The first recipient was Shavar Jeffries, who ran for mayor of the city four years ago. A year later, the program was officially named Griffin Bridges, and administered out of Seton Hall Prep.
Jeffries, a civil rights attorney and current president of Democrats for Education Reform, is also the program’s first story. His mother was murdered, and he was raised by a grandmother who was a public schoolteacher. After getting help from the Chambers to attend Seton Hall Prep, he went to Duke and then Columbia Law School.
All the young men who have gone through the program have stories like Jeffries’ and Ford’s, though perhaps not as extreme. They were serious, studious middle-schoolers, smiled on by fate or good luck to be able to reach their academic dream.
“That’s where the ‘bridges’ part (of the name) comes in,” said Matt Cannizzo, the prep’s director of institutional advancement. “It’s the bridge that introduces them to a world of possibilities.”
LaQuan Ford was abandoned by his parents and raised by a great-great-aunt, Mary Washington, a retired factory worker who assembled ambulance sirens and worked part-time in a bar.
“The thing she taught me most was resiliency,” he said.
On the streets of Vailsburg he learned another crucial lesson: he could dream his way out.
“I was a dreamer,” Ford said. “I knew I wanted a better life for myself.”
As a boy raking leaves or shoveling snow to earn a few bucks, those dreams were modest.
“I wanted to be normal kid,” he said. “I wanted to go to bed every night knowing I was going to be okay the next day.”
He also wanted other things, even more modest. Heat. Electricity.

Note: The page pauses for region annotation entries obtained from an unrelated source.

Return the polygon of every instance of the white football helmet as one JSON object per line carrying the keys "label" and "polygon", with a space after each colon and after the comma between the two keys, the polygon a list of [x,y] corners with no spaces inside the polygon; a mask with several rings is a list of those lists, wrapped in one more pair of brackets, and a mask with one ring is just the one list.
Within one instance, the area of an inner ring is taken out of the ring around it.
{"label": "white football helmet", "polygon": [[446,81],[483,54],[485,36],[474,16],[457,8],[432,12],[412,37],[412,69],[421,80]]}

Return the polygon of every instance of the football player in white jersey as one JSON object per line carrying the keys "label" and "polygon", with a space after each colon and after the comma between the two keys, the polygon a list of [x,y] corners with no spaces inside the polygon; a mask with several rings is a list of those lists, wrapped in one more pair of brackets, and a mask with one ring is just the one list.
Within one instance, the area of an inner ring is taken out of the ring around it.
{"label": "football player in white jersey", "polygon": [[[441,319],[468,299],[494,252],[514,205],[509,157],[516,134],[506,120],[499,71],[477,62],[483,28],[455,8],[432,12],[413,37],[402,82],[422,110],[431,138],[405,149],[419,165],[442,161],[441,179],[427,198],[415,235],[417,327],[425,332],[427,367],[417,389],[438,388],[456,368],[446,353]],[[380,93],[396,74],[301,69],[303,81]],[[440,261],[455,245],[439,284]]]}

When he was at West Side High, he had to move in with friends because his home had neither.
“My friend and his brother were in gangs,” Ford said. “I didn’t want that life, so I spent as much time as I could in school.”
Around that time, his mother Charlene Ford died in a Newark fire started by candles, also in a home with no electricity. His great-great-aunt later passed away from natural causes.
At this low point in his young life, Ford was led into productive things at school. With the help of West Side career counselor Gail Sherman, he joined Junior Achievement and Junior MBA. He ran for class president and won.
When asked who he shared that news with, he said, “No one.”
But the void of family was partially filled with great mentors, beginning with Sherman. Next it was Nick Scalera, a Seton Hall University Class of ’63 graduate and the former head of state’s child protection services.
After high school, Ford was accepted to Seton Hall University, but a scholarship awarded to him by a group of business associates dried up in the bad economy.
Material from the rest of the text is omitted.